Published 2026-05-17 · 18 min read · By Nikolay Sapunov, CEO at Fora Soft

Why this matters

If you build a streaming product, your engineering team will spend more time tuning block-partition settings than tuning any other encoder knob, because the partition decision determines both the bitrate of your output and the wall-clock time of your encode. Cloud transcoding bills, live-streaming latency budgets, and quality-vs-cost curves all bottom out on what the encoder decides about block size. A product manager who understands "the encoder is searching through trees of rectangles" can read a vendor benchmark, ask the right questions about preset choices, and not be surprised when a faster preset costs 25% more bitrate. A founder who can sit in a codec-roadmap meeting and challenge "why do we still use 16×16 blocks in 2026" can save the company months of needless legacy work.

A frame is a grid of rectangles

To compress a frame, every modern codec begins with the same mechanical act: it lays a grid over the image and treats each cell as an independent unit of work. The cell is the smallest piece of pixels the encoder will reason about as a whole. Inside one cell the encoder makes one prediction (from neighbours or an earlier frame), computes one residual (the leftover error after the prediction), and writes one compact description into the bitstream.

Think of it like tiling a wall with mosaic squares. If the wall has a plain blue patch, one big tile is enough. If the wall has a face in it, you need small tiles around the eyes and mouth and large tiles for the smooth cheeks. The block partition decision is the encoder choosing tile sizes on the fly, one frame at a time, to spend the fewest bits on the boring areas and the most bits on the busy areas.

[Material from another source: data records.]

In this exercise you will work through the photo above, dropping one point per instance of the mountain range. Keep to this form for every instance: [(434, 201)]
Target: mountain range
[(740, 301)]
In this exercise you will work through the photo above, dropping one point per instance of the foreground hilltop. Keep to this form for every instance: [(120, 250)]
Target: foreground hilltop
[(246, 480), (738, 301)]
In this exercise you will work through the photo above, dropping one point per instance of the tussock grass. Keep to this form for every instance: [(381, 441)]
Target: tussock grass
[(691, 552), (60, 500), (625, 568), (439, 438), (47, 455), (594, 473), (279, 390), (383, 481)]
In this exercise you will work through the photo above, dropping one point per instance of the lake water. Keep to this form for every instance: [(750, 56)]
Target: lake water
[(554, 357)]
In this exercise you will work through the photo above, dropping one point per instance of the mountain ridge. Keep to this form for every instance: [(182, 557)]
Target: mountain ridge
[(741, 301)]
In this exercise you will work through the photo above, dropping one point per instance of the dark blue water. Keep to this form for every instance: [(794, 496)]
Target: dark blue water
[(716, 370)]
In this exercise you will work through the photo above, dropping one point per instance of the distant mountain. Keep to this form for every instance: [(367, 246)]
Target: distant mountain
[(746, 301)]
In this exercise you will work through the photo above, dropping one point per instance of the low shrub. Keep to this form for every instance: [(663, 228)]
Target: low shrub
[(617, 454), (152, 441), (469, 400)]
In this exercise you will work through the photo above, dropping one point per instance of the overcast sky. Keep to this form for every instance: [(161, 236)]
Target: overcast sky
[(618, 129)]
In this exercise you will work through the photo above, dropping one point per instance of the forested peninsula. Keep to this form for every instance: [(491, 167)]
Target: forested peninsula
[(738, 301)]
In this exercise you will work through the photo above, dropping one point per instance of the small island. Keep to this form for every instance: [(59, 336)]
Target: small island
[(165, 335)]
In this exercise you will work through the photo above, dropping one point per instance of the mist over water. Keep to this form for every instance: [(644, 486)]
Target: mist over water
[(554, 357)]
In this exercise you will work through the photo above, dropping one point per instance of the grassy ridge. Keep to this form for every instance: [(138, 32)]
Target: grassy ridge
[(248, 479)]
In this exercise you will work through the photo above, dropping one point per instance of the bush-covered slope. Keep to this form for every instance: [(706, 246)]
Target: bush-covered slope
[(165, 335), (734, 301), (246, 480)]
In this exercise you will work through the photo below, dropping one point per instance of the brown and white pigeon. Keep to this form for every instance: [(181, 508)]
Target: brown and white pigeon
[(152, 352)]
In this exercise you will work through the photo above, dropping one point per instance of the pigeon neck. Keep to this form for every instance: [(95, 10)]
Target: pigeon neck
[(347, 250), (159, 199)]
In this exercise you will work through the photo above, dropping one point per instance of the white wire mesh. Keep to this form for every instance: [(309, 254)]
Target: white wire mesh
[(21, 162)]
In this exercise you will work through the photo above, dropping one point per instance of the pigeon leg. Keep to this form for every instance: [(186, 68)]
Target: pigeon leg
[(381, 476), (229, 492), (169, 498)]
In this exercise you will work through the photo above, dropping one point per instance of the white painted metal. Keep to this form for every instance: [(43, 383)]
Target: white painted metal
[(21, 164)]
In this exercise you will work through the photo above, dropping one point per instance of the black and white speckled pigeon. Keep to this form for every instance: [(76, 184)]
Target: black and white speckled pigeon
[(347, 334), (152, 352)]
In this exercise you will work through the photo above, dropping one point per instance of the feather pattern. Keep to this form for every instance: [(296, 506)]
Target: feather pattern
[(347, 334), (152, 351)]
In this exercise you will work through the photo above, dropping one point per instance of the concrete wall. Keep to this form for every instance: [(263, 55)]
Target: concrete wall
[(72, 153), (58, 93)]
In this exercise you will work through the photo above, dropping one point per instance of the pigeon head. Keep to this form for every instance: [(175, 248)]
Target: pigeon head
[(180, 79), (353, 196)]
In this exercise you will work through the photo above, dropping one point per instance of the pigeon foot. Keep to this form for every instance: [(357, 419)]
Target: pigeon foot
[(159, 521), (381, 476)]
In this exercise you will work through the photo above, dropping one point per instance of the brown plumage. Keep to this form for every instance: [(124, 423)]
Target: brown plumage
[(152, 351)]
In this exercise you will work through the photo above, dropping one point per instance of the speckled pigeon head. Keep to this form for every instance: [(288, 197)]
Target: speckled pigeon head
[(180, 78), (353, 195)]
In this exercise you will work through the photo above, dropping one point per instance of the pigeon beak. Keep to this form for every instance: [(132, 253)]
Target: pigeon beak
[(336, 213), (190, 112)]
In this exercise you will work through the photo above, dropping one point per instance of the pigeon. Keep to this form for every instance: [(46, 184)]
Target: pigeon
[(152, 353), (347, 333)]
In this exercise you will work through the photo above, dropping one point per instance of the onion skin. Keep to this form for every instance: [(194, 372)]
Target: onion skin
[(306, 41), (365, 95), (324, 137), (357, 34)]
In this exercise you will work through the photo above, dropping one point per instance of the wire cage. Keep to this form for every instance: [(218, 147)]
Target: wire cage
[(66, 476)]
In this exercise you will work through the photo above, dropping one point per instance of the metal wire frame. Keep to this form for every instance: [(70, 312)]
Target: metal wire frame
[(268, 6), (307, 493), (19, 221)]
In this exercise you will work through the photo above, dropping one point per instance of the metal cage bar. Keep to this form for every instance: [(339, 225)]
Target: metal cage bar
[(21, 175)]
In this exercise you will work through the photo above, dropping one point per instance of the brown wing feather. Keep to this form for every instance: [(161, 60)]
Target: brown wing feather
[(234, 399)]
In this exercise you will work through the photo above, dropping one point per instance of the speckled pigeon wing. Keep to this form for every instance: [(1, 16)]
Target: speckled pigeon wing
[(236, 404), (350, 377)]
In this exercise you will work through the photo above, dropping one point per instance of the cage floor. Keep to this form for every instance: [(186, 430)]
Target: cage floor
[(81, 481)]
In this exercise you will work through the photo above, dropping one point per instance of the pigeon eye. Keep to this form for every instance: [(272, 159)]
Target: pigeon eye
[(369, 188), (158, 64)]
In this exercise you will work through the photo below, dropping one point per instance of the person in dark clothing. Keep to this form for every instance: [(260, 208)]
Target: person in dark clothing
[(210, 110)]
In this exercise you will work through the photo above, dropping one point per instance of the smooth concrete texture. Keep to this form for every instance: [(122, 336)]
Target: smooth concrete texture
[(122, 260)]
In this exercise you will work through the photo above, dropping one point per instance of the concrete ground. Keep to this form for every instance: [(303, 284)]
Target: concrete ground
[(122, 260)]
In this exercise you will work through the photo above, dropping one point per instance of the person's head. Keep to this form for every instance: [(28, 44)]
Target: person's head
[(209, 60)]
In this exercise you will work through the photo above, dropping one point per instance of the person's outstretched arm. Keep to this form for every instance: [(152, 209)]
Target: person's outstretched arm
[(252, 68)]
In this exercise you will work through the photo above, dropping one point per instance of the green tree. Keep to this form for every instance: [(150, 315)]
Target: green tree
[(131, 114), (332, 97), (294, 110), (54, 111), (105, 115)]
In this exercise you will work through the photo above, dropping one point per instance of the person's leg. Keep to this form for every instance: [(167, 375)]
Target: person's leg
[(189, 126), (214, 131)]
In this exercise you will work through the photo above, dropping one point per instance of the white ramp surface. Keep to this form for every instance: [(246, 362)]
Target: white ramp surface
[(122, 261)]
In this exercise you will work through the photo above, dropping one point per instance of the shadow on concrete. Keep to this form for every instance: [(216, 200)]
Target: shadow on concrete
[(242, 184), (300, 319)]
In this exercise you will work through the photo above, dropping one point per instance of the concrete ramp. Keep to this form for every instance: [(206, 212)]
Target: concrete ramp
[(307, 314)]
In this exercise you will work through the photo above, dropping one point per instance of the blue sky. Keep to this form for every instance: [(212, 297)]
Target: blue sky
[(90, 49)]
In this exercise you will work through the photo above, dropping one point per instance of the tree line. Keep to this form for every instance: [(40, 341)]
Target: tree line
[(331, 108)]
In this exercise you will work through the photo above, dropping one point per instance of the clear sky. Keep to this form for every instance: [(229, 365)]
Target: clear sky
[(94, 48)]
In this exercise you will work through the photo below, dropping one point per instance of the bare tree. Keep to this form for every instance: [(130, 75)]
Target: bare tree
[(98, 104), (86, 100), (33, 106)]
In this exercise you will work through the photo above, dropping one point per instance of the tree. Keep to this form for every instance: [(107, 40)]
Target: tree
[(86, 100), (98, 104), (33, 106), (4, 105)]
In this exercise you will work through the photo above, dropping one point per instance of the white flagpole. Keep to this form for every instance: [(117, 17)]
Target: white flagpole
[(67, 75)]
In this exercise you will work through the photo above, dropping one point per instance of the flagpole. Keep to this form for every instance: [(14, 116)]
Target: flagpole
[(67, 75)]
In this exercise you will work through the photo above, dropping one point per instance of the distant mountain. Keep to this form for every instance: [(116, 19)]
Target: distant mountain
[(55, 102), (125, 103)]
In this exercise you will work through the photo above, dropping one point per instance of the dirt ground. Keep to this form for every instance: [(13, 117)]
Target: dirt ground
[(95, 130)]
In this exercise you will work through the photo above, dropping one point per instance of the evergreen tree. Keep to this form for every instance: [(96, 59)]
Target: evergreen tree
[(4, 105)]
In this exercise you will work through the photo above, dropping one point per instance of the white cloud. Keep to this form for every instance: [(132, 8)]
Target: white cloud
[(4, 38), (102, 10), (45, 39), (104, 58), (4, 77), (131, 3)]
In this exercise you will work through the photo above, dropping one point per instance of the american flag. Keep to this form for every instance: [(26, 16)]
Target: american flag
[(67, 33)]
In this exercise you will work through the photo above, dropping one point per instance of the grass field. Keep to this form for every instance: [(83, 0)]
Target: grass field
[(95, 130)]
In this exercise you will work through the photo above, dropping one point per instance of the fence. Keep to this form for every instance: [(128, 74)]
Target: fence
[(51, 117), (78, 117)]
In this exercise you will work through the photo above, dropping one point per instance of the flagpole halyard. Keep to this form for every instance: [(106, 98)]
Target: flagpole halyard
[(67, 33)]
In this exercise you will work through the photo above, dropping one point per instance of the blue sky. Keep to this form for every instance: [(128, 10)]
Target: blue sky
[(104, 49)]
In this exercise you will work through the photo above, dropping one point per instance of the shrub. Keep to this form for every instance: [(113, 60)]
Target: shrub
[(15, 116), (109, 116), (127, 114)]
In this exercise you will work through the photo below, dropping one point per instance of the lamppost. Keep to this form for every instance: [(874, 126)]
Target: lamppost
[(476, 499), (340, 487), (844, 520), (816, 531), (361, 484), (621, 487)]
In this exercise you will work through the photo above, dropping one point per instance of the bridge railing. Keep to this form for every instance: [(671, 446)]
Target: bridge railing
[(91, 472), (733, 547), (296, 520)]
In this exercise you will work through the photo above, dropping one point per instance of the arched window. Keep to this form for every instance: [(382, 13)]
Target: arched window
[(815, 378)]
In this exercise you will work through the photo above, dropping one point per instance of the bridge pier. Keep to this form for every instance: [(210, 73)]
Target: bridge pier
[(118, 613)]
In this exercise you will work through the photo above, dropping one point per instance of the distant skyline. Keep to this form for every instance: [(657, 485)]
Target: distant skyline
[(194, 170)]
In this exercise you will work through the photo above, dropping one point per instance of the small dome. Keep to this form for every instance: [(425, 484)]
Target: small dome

The rectangle the encoder starts from has a different name in each codec family. In H.264 / AVC it is called a macroblock, abbreviated MB, fixed at 16×16 luma pixels. In H.265 / HEVC and H.266 / VVC it is the coding tree unit, abbreviated CTU, sized 64×64 in HEVC and 128×128 in VVC. In VP9 and AV1 it is the superblock, abbreviated SB, sized 64×64 in VP9 and 128×128 in AV1. The names look different and history made them so, but the role is identical: this is the biggest rectangle the encoder will ever treat as a single decision.

Diagram showing a 1080p frame overlaid with four different block grids stacked vertically. Top row labelled H.264 has small 16x16 macroblocks. Second row labelled HEVC has medium 64x64 CTUs. Third row labelled AV1 has large 128x128 superblocks. Fourth row labelled VVC has 128x128 CTUs with one example block partitioned with mixed splits. Labels indicate the largest unit per codec. Figure 1. The largest top-level rectangle each codec generation lays over a frame. The bigger the starting block, the more freedom the encoder has to spend bits efficiently inside it.

The reason every generation has grown the rectangle is simple. A bigger top-level block lets the encoder describe a smooth, slow-moving area with one motion vector and one tiny residual, instead of sixteen or sixty-four redundant copies of the same vector. A 4K frame compressed with H.264's 16×16 macroblocks contains 32,400 macroblocks per frame; the same frame compressed with AV1's 128×128 superblocks contains 2,025 superblocks per frame — fifteen times fewer top-level decisions to make. Coding overhead per block adds up fast; fewer blocks means less overhead.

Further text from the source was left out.